This final post of the week does two things. It emphasises the first post about the importance of there being a variety of different ways of reforming the NHS and not just the Government’s proposals, and it learns from the politics of the NHS throughout the week to underline the case.
One of the lessons we have learnt from the week is that, as the Daily Telegraph said on Tuesday, the Government have recognised that the current Secretary of State for Health has many strengths but persuading the country that he has a coherent and intelligible reason for his reforms is not amongst them. He will need others, most notably the Prime Minister, to do that for him. And that has been the main lesson of the week. The PM has decided that he will take on the explanation of these reforms.
Given the hesitancy and anxiety amongst the Conservative press this has not been an easy task. Most people end the week as they started it, with no clear understanding of why the Government are carrying out the biggest changes in the NHS since 1948. Indeed part of the problem is that sometimes when the Government want to be seen as bold and radical they say this is a bold and radical reform. And sometimes when they recognise that there is controversy they say this is merely an extension of recent reforms. They cannot have it both ways and will fail to get their message across because they appear to want just that.
In a difficult week the Prime Minister has had one success.
Many people do seem to accept his overall framing of the argument as being about a simple “either or” choice. You are either in favour of the status quo or you are in favour of his reforms.
Of course, as I said on Monday, intellectually this is obviously not the case. There are many ways to reform the NHS. As promised I will try and explain what they are over the next few months and would want to end up with a coherent approach but one that is different from the Government.
But this week the PM succeeded in saying that you either support standing still or you come with me on the journey of change.
He specifically challenged the leader of the Opposition in PM’s questions – was he in favour of reform? – and having received no answer hopes to paint the Labour Party into the conservative anti-change corner.
There are elements of the Labour party who yearn to be in that corner. When it comes to the politics of public services, there are those in the Labour Party who are deeply conservative and will not see a hair on the head of public services dishevelled by reform. The opposition front bench may feel that this is the safe place to go. As the PM pointed out. It will be a place supported by all the trades unions – including the BMA – so it looks like a good safe place to be.

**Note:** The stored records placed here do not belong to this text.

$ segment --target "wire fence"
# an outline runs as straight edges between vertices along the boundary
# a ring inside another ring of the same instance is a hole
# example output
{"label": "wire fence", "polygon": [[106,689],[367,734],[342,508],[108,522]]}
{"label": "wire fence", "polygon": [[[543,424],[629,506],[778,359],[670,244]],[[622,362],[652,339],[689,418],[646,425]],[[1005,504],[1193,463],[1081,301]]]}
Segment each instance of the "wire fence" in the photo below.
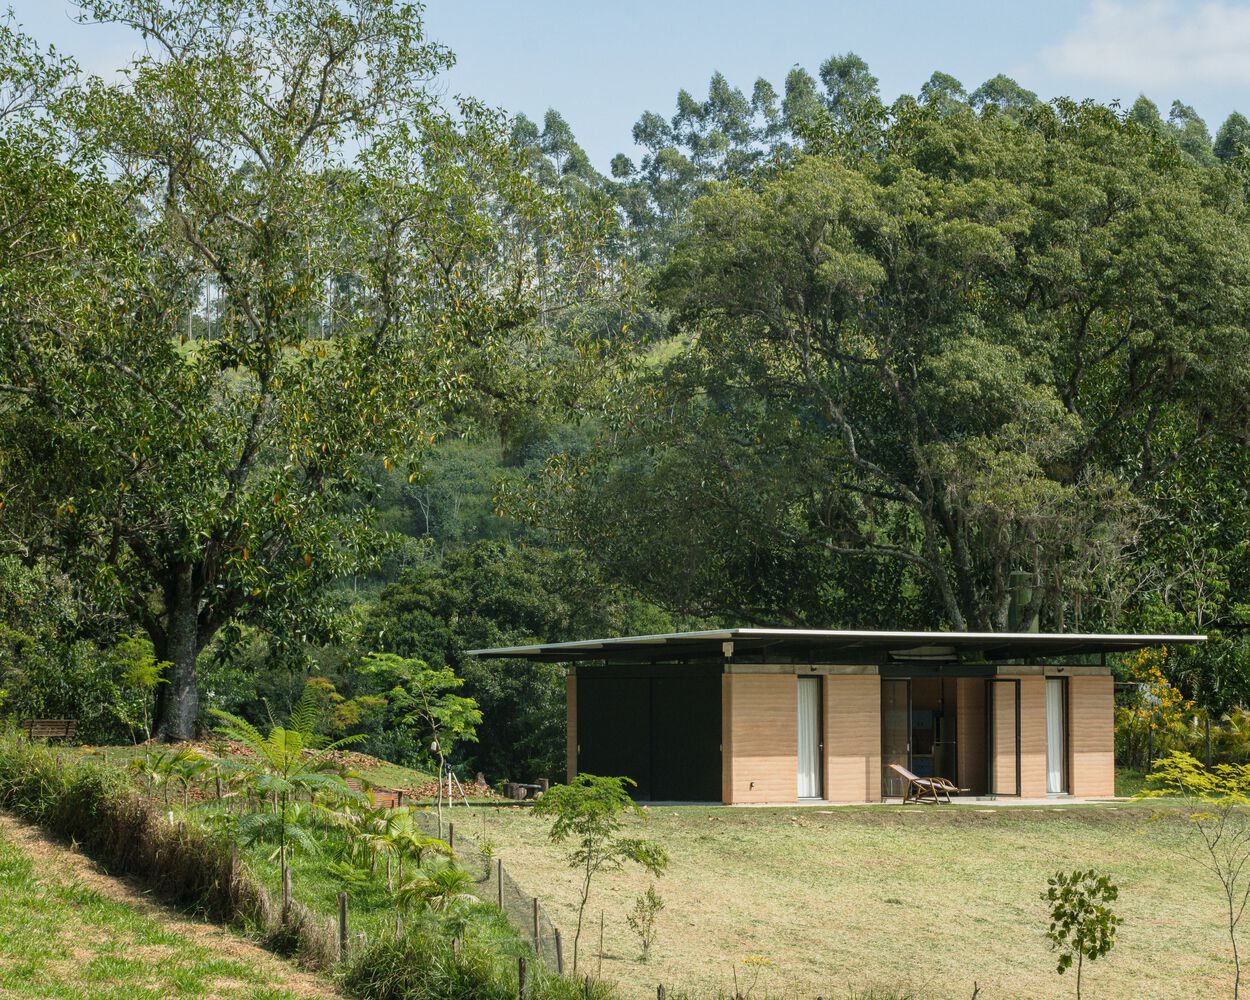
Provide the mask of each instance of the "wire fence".
{"label": "wire fence", "polygon": [[441,830],[434,811],[421,810],[415,815],[427,833],[441,836],[455,848],[461,866],[473,875],[474,894],[503,910],[508,922],[534,946],[547,968],[563,973],[565,941],[547,908],[537,896],[521,888],[502,858],[496,857],[493,850],[483,850],[476,840],[463,832],[467,824],[457,824],[459,808],[444,811]]}

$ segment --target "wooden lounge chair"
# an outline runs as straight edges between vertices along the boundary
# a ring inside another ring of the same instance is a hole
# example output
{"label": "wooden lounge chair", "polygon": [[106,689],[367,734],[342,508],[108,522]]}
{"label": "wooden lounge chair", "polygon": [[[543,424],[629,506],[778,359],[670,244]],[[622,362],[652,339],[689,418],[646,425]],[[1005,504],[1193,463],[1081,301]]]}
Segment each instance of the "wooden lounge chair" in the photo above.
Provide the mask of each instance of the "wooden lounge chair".
{"label": "wooden lounge chair", "polygon": [[905,803],[933,802],[938,804],[943,800],[949,803],[952,792],[959,795],[968,791],[967,788],[959,788],[948,778],[939,778],[937,776],[922,778],[918,774],[912,774],[902,764],[891,764],[890,767],[907,781],[907,791],[903,795]]}

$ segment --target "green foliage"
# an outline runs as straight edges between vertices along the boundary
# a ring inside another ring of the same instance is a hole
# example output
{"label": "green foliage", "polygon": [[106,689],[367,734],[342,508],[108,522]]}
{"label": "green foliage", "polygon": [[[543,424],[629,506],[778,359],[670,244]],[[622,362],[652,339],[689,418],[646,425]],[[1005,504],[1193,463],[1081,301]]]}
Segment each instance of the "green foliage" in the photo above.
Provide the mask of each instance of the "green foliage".
{"label": "green foliage", "polygon": [[549,333],[578,357],[570,325],[532,321],[595,271],[502,117],[435,103],[450,56],[412,5],[83,17],[147,44],[0,120],[29,249],[0,263],[0,502],[6,537],[173,664],[157,729],[185,739],[205,645],[239,621],[333,635],[328,586],[386,542],[375,463],[415,478],[447,417],[509,398],[520,355],[550,370]]}
{"label": "green foliage", "polygon": [[[482,662],[469,649],[589,635],[670,631],[674,620],[606,577],[576,550],[477,542],[437,563],[401,574],[379,595],[362,633],[372,643],[464,678],[480,706],[478,742],[449,754],[469,773],[530,780],[563,772],[565,685],[556,664]],[[365,690],[358,674],[336,678],[344,692]],[[418,751],[401,745],[383,715],[369,747],[392,759]]]}
{"label": "green foliage", "polygon": [[999,83],[1009,113],[900,102],[854,155],[696,202],[655,284],[677,357],[509,509],[737,620],[1001,630],[1020,579],[1043,628],[1140,600],[1161,484],[1244,430],[1244,187]]}
{"label": "green foliage", "polygon": [[429,740],[430,753],[438,762],[441,828],[447,757],[458,743],[477,739],[481,709],[472,698],[456,694],[464,680],[450,667],[430,668],[421,660],[395,653],[369,653],[360,670],[393,685],[387,693],[387,701],[398,725],[411,728]]}
{"label": "green foliage", "polygon": [[646,815],[630,798],[627,786],[633,784],[629,778],[579,774],[567,785],[553,785],[534,805],[535,815],[551,820],[547,834],[551,842],[569,844],[569,867],[581,874],[581,900],[573,935],[574,972],[582,921],[595,876],[617,871],[627,861],[656,876],[668,867],[668,852],[660,844],[619,835],[627,816]]}
{"label": "green foliage", "polygon": [[[585,1000],[581,982],[556,976],[519,941],[503,914],[493,911],[456,947],[438,925],[414,922],[398,937],[380,934],[352,954],[343,985],[369,1000],[514,1000],[518,955],[527,959],[526,996]],[[610,1000],[611,986],[593,983],[591,1000]]]}
{"label": "green foliage", "polygon": [[1220,884],[1233,954],[1233,996],[1238,997],[1237,930],[1250,904],[1250,764],[1206,768],[1192,755],[1174,750],[1155,761],[1147,782],[1143,797],[1176,795],[1185,800],[1199,844],[1192,857]]}
{"label": "green foliage", "polygon": [[1120,896],[1110,876],[1089,871],[1055,872],[1046,880],[1042,899],[1050,908],[1051,947],[1059,952],[1060,975],[1076,963],[1076,995],[1081,996],[1081,968],[1085,959],[1103,958],[1115,946],[1120,918],[1109,904]]}
{"label": "green foliage", "polygon": [[143,720],[143,738],[151,739],[148,703],[157,686],[166,683],[165,672],[171,664],[156,659],[152,641],[143,635],[123,636],[122,641],[109,653],[109,658],[113,661],[114,668],[120,672],[122,684],[138,697]]}
{"label": "green foliage", "polygon": [[[285,885],[292,852],[317,850],[317,842],[307,827],[323,808],[318,797],[352,797],[343,769],[331,755],[341,747],[360,742],[362,737],[346,736],[326,743],[316,731],[319,709],[315,693],[309,689],[287,724],[272,724],[267,734],[237,715],[220,709],[212,711],[222,720],[218,732],[247,750],[245,756],[220,764],[240,779],[252,806],[238,821],[235,835],[243,843],[274,844],[274,856],[281,865]],[[308,801],[301,802],[300,797]],[[284,919],[287,909],[284,905]]]}

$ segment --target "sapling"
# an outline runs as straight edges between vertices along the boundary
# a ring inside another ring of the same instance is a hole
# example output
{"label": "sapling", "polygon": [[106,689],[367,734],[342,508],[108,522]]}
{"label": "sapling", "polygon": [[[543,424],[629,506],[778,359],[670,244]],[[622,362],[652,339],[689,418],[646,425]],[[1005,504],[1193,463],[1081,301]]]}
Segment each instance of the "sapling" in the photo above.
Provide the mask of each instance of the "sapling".
{"label": "sapling", "polygon": [[641,865],[659,876],[668,867],[668,852],[648,840],[619,836],[629,815],[645,817],[627,785],[629,778],[599,777],[579,774],[567,785],[554,785],[534,804],[534,814],[550,817],[548,833],[553,844],[572,841],[567,860],[569,867],[581,872],[581,898],[577,906],[577,930],[573,934],[573,971],[577,971],[577,949],[582,936],[586,904],[596,875],[617,871],[627,861]]}
{"label": "sapling", "polygon": [[1055,872],[1046,880],[1042,899],[1050,905],[1050,929],[1046,937],[1059,952],[1059,974],[1076,964],[1076,996],[1081,997],[1081,971],[1085,959],[1102,958],[1115,945],[1120,918],[1108,905],[1120,890],[1110,876],[1094,869]]}

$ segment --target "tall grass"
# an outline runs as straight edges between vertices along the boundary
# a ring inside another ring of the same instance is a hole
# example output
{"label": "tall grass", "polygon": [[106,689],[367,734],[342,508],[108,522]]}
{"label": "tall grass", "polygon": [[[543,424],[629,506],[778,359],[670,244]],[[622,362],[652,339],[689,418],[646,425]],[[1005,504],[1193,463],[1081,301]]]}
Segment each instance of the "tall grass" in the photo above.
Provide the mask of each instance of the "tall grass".
{"label": "tall grass", "polygon": [[108,871],[138,876],[167,903],[244,924],[302,965],[337,960],[324,921],[297,906],[283,923],[269,893],[232,865],[224,840],[162,812],[105,765],[0,734],[0,807],[72,840]]}

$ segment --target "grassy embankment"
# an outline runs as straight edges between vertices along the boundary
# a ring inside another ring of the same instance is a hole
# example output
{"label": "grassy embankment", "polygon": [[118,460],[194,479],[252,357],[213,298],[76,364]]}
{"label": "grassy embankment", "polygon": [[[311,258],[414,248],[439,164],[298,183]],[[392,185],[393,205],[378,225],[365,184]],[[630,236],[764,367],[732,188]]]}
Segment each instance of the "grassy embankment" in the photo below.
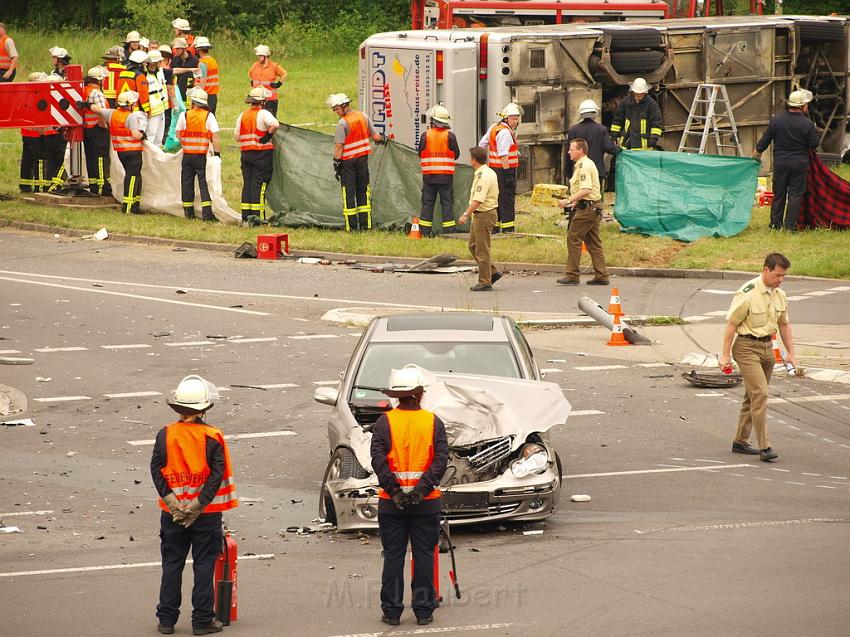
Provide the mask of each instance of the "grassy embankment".
{"label": "grassy embankment", "polygon": [[[106,48],[115,44],[121,34],[112,37],[103,34],[36,34],[21,32],[15,38],[22,55],[19,78],[33,70],[49,70],[47,49],[58,44],[67,48],[84,68],[98,63]],[[155,35],[155,34],[154,34]],[[167,34],[160,34],[168,41]],[[232,127],[244,108],[243,97],[248,88],[247,68],[254,61],[252,46],[232,38],[211,37],[213,54],[222,67],[222,93],[219,99],[218,119],[223,127]],[[271,43],[274,50],[279,50]],[[292,56],[275,58],[289,72],[282,89],[282,121],[330,132],[335,118],[324,106],[332,92],[344,91],[356,95],[357,57],[351,55]],[[239,151],[232,141],[230,131],[222,135],[224,148],[223,188],[231,207],[238,209],[241,192]],[[17,178],[20,160],[20,137],[16,130],[0,130],[0,193],[13,195],[13,199],[0,201],[0,218],[33,221],[68,228],[96,230],[106,226],[110,232],[171,239],[214,241],[237,245],[252,240],[263,232],[257,228],[190,222],[169,215],[143,215],[127,217],[112,209],[73,210],[35,206],[17,198]],[[330,169],[330,168],[329,168]],[[850,170],[841,167],[846,178]],[[521,197],[518,207],[524,213],[517,217],[520,232],[557,235],[551,238],[511,238],[494,241],[494,258],[500,262],[562,263],[566,254],[563,228],[554,226],[560,219],[554,207],[531,206],[528,198]],[[410,211],[413,214],[416,211]],[[764,254],[781,251],[794,263],[795,274],[850,278],[850,237],[845,233],[825,230],[797,234],[777,233],[768,230],[768,211],[756,208],[750,227],[736,237],[728,239],[704,238],[691,244],[682,244],[658,237],[640,237],[619,232],[616,224],[603,227],[603,241],[610,265],[625,267],[716,268],[731,270],[758,270]],[[428,257],[441,252],[454,252],[466,258],[466,247],[459,241],[412,242],[400,233],[374,232],[369,235],[346,235],[342,232],[319,229],[290,229],[293,247],[302,250],[326,250],[362,254],[406,255]],[[585,257],[585,260],[588,260]],[[589,261],[588,261],[589,262]]]}

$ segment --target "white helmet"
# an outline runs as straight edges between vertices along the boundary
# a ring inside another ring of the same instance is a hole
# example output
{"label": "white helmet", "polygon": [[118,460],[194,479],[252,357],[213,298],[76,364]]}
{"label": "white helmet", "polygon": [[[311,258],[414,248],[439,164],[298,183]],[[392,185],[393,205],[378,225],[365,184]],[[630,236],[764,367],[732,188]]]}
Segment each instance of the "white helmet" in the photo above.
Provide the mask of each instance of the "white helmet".
{"label": "white helmet", "polygon": [[812,98],[809,97],[810,95],[810,91],[793,91],[791,95],[788,96],[788,106],[791,108],[801,108],[812,101]]}
{"label": "white helmet", "polygon": [[218,388],[197,374],[186,376],[166,402],[177,412],[206,411],[218,400]]}
{"label": "white helmet", "polygon": [[136,91],[124,91],[118,96],[116,103],[118,106],[130,106],[139,101],[139,94]]}
{"label": "white helmet", "polygon": [[148,61],[148,54],[141,49],[138,49],[130,54],[129,60],[136,64],[144,64]]}
{"label": "white helmet", "polygon": [[431,109],[431,121],[438,122],[440,124],[445,124],[448,126],[452,123],[452,116],[449,113],[449,109],[447,109],[442,104],[437,104]]}
{"label": "white helmet", "polygon": [[159,45],[159,52],[160,53],[167,53],[168,55],[171,55],[171,47],[168,46],[167,44],[160,44]]}
{"label": "white helmet", "polygon": [[142,36],[139,34],[138,31],[130,31],[130,33],[127,34],[127,37],[124,38],[124,41],[125,42],[140,42],[141,39],[142,39]]}
{"label": "white helmet", "polygon": [[210,44],[209,38],[205,38],[202,35],[199,35],[195,38],[195,48],[196,49],[211,49],[213,45]]}
{"label": "white helmet", "polygon": [[646,94],[649,93],[649,84],[642,77],[636,77],[635,81],[629,84],[629,90],[632,93]]}
{"label": "white helmet", "polygon": [[47,79],[47,73],[44,71],[33,71],[29,74],[30,82],[44,82]]}
{"label": "white helmet", "polygon": [[351,99],[345,93],[334,93],[325,102],[325,104],[328,105],[328,108],[336,108],[337,106],[343,106],[344,104],[350,103]]}
{"label": "white helmet", "polygon": [[522,117],[524,114],[525,109],[519,104],[514,104],[513,102],[510,102],[507,106],[505,106],[500,113],[496,113],[496,115],[502,118],[510,117],[511,115],[519,115]]}
{"label": "white helmet", "polygon": [[102,66],[93,66],[92,68],[90,68],[88,70],[88,73],[86,73],[86,77],[93,77],[96,80],[102,80],[103,78],[107,77],[108,75],[109,75],[109,72],[105,68],[103,68]]}
{"label": "white helmet", "polygon": [[172,49],[188,49],[189,43],[186,42],[186,38],[174,38],[171,41]]}
{"label": "white helmet", "polygon": [[264,55],[265,57],[271,57],[272,50],[267,47],[265,44],[258,44],[254,47],[254,55]]}
{"label": "white helmet", "polygon": [[584,100],[578,106],[578,114],[579,115],[589,115],[593,117],[599,112],[599,107],[596,105],[596,102],[593,100]]}
{"label": "white helmet", "polygon": [[267,89],[265,86],[255,86],[250,91],[248,91],[248,96],[245,98],[246,102],[259,104],[260,102],[264,102],[272,96],[272,92]]}
{"label": "white helmet", "polygon": [[192,30],[192,27],[189,26],[189,21],[186,18],[174,18],[171,21],[171,26],[175,29],[180,29],[181,31]]}
{"label": "white helmet", "polygon": [[162,53],[159,52],[159,49],[148,52],[148,62],[153,62],[154,64],[162,62]]}
{"label": "white helmet", "polygon": [[63,49],[61,46],[52,46],[52,47],[50,47],[50,49],[48,50],[48,52],[49,52],[49,53],[50,53],[50,55],[52,55],[53,57],[57,57],[57,58],[66,58],[66,57],[68,57],[68,50],[67,50],[67,49]]}
{"label": "white helmet", "polygon": [[207,92],[199,86],[189,91],[189,99],[201,106],[206,106],[209,101]]}
{"label": "white helmet", "polygon": [[422,369],[417,365],[409,364],[390,372],[389,387],[384,390],[384,393],[392,398],[401,398],[412,396],[424,387],[425,377]]}

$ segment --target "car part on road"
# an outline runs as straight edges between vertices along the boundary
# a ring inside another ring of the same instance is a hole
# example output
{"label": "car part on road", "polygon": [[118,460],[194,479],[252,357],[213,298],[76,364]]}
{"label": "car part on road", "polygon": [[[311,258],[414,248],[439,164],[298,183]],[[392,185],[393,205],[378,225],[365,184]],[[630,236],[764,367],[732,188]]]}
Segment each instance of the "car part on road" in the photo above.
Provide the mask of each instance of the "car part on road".
{"label": "car part on road", "polygon": [[0,385],[0,416],[10,416],[26,410],[27,397],[24,392],[9,385]]}
{"label": "car part on road", "polygon": [[600,27],[600,31],[610,34],[611,41],[608,47],[612,51],[640,51],[642,49],[655,49],[662,46],[663,39],[658,29],[606,29]]}
{"label": "car part on road", "polygon": [[[614,328],[614,317],[608,314],[607,310],[599,305],[589,296],[583,296],[578,300],[578,309],[587,314],[602,327],[611,330]],[[652,345],[652,341],[638,333],[633,327],[629,327],[626,322],[620,319],[620,325],[623,326],[623,336],[632,345]]]}
{"label": "car part on road", "polygon": [[0,356],[0,365],[32,365],[35,359],[15,358],[14,356]]}
{"label": "car part on road", "polygon": [[724,374],[720,371],[698,372],[692,369],[689,372],[682,372],[682,378],[696,387],[723,388],[740,385],[742,376],[741,372]]}

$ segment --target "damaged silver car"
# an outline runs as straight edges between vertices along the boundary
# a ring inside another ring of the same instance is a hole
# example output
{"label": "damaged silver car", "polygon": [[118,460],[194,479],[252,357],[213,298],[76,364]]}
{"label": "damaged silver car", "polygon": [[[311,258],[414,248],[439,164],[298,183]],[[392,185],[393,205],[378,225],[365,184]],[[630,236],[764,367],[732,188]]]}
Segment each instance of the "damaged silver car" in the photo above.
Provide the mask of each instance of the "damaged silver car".
{"label": "damaged silver car", "polygon": [[566,422],[569,402],[557,384],[541,380],[513,320],[445,312],[375,318],[339,389],[316,389],[314,399],[334,408],[319,516],[340,530],[377,527],[371,427],[393,407],[380,391],[390,372],[411,363],[427,381],[422,406],[446,425],[449,466],[440,488],[449,520],[474,524],[551,515],[562,467],[548,432]]}

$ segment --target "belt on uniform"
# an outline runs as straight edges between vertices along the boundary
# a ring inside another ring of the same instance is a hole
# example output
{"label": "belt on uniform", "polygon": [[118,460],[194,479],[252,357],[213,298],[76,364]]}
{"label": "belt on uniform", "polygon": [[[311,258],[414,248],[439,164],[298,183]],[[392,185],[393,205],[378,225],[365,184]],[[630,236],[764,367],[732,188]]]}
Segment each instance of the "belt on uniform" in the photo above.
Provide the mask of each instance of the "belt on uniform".
{"label": "belt on uniform", "polygon": [[741,338],[748,338],[751,341],[761,341],[762,343],[766,343],[772,339],[770,336],[753,336],[752,334],[738,334],[738,336]]}
{"label": "belt on uniform", "polygon": [[486,212],[496,212],[498,208],[490,208],[490,210],[474,210],[472,214],[474,215],[476,212],[486,213]]}

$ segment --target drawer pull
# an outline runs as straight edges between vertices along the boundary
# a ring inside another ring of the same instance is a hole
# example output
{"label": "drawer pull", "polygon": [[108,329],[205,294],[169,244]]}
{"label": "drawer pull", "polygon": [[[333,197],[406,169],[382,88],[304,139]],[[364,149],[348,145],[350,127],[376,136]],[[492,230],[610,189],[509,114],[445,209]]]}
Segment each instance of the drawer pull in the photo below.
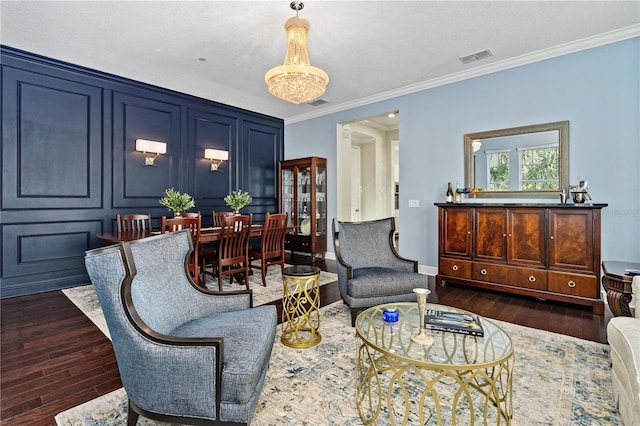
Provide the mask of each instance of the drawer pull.
{"label": "drawer pull", "polygon": [[529,282],[535,283],[536,282],[536,277],[534,277],[533,275],[530,275],[529,276]]}
{"label": "drawer pull", "polygon": [[453,269],[454,271],[457,271],[457,270],[458,270],[458,265],[453,265],[453,266],[451,267],[451,269]]}
{"label": "drawer pull", "polygon": [[552,236],[550,236],[549,238],[551,238],[551,239],[553,240],[553,235],[552,235]]}
{"label": "drawer pull", "polygon": [[503,237],[506,237],[506,236],[507,236],[507,234],[502,234],[502,236],[503,236]]}
{"label": "drawer pull", "polygon": [[569,287],[574,288],[576,286],[576,283],[573,281],[569,281],[569,283],[567,284]]}
{"label": "drawer pull", "polygon": [[482,275],[487,275],[487,270],[486,270],[486,269],[484,269],[484,268],[482,268],[482,270],[480,271],[480,273],[481,273]]}

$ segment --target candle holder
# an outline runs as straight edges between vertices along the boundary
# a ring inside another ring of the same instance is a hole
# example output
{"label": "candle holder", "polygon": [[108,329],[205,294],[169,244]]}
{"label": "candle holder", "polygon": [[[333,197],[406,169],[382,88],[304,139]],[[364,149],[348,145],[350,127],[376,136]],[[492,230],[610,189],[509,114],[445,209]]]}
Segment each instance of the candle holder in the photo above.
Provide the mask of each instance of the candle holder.
{"label": "candle holder", "polygon": [[417,334],[411,335],[411,340],[421,345],[430,345],[433,343],[433,337],[427,334],[424,327],[424,311],[427,309],[427,296],[431,290],[426,288],[414,288],[413,292],[418,298],[418,311],[420,313],[420,326]]}

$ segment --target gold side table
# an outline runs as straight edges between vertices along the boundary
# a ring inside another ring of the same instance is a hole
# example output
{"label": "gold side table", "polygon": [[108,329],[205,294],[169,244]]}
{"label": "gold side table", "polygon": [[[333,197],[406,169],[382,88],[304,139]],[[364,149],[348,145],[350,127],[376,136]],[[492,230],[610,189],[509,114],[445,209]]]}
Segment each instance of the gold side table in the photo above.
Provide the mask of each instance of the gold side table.
{"label": "gold side table", "polygon": [[282,270],[282,337],[292,348],[310,348],[320,343],[320,268],[289,266]]}

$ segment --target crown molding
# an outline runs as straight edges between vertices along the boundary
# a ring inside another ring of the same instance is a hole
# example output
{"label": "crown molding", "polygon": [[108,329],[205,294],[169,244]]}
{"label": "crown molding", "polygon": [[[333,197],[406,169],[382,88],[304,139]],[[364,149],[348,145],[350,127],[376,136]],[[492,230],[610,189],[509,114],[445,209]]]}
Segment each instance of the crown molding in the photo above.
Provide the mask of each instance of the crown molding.
{"label": "crown molding", "polygon": [[519,67],[521,65],[527,65],[534,62],[543,61],[545,59],[551,59],[558,56],[568,55],[570,53],[575,53],[581,50],[591,49],[594,47],[603,46],[605,44],[615,43],[618,41],[627,40],[634,37],[640,37],[640,25],[631,25],[629,27],[624,27],[618,30],[598,34],[596,36],[591,36],[591,37],[583,38],[580,40],[575,40],[572,42],[560,44],[558,46],[550,47],[548,49],[538,50],[536,52],[528,53],[526,55],[520,55],[520,56],[516,56],[514,58],[506,59],[503,61],[497,61],[491,64],[482,65],[467,71],[461,71],[454,74],[446,75],[444,77],[434,78],[431,80],[423,81],[423,82],[412,84],[409,86],[400,87],[398,89],[381,92],[372,96],[356,99],[351,102],[345,102],[339,105],[323,108],[321,111],[296,115],[293,117],[286,118],[284,120],[284,124],[286,126],[287,124],[293,124],[301,121],[311,120],[313,118],[322,117],[325,115],[333,114],[335,112],[345,111],[348,109],[369,105],[375,102],[384,101],[384,100],[395,98],[398,96],[419,92],[421,90],[432,89],[434,87],[444,86],[446,84],[468,80],[470,78],[479,77],[482,75],[491,74],[498,71],[503,71],[509,68]]}

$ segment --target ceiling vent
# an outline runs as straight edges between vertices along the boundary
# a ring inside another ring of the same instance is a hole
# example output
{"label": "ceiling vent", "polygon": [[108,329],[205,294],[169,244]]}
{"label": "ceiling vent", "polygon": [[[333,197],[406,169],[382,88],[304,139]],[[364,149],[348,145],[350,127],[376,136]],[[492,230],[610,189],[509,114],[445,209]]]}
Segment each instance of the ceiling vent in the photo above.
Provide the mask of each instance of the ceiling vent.
{"label": "ceiling vent", "polygon": [[463,64],[468,64],[469,62],[479,61],[480,59],[485,59],[490,56],[493,56],[493,53],[491,52],[491,50],[486,49],[480,52],[472,53],[471,55],[461,56],[458,59],[460,59],[460,62],[462,62]]}
{"label": "ceiling vent", "polygon": [[324,99],[316,99],[315,101],[307,102],[307,105],[318,106],[326,103],[328,103],[328,101],[325,101]]}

So the Labour Party could accept David Cameron’s frame and say that if there are only two games in town – change or the status quo or support the NHS as it is – we will rally round the “against change” argument.
This would be a very large political mistake for several reasons.
Firstly if you start in 2011 in the teeth of an enormous political debate about the NHS to frame yourself as simply the defender of the status quo then, given the importance of the current debate, this position of defending the status quo will stick. Take that position in 2011 and you will have to support that position in 2015.
That would mean the 2015 election will be fought probably between a chastened coalition whose plans have worked somewhere and not worked in other places defending a record of bodged change against a Labour Party in favour of the status quo. All of those people who want a sensible reform of the NHS will not be represented. Most opinion leaders know that the NHS cannot stay the same, but don’t agree with the current Government reforms. So the Labour Party would throw away those people as a part of its coalition.
Thirdly, in which year was the status quo that you want to support? Some of the Labour Party are sure that is about 1999, before Tony Blair’s reforms. Some will say 1948. Some will pragmatically say 2010 when Labour lost power. 2010 would be a tricky date as there was a whole host of reforms planned by that Government that were still coming in. So what we will have is conservative forces coalescing around a date when there had been enough change and no more. But which date?
Fourthly, what happens if you win an election in 2015 with a promise of no change? Unless Ed Balls started printing a lot of money, there will not be 8% increases in resources for the NHS. The demand for health care will be going up faster than resources and the new Government will have to supply health care in the old way when change stopped. The NHS would not be able to afford this and an unreformed NHS will run out of money. Waiting times will increase rapidly and rationing will be imposed.
The PM is correct that the status quo is not an option for the NHS.
He is just wrong about his reforms being the only other option.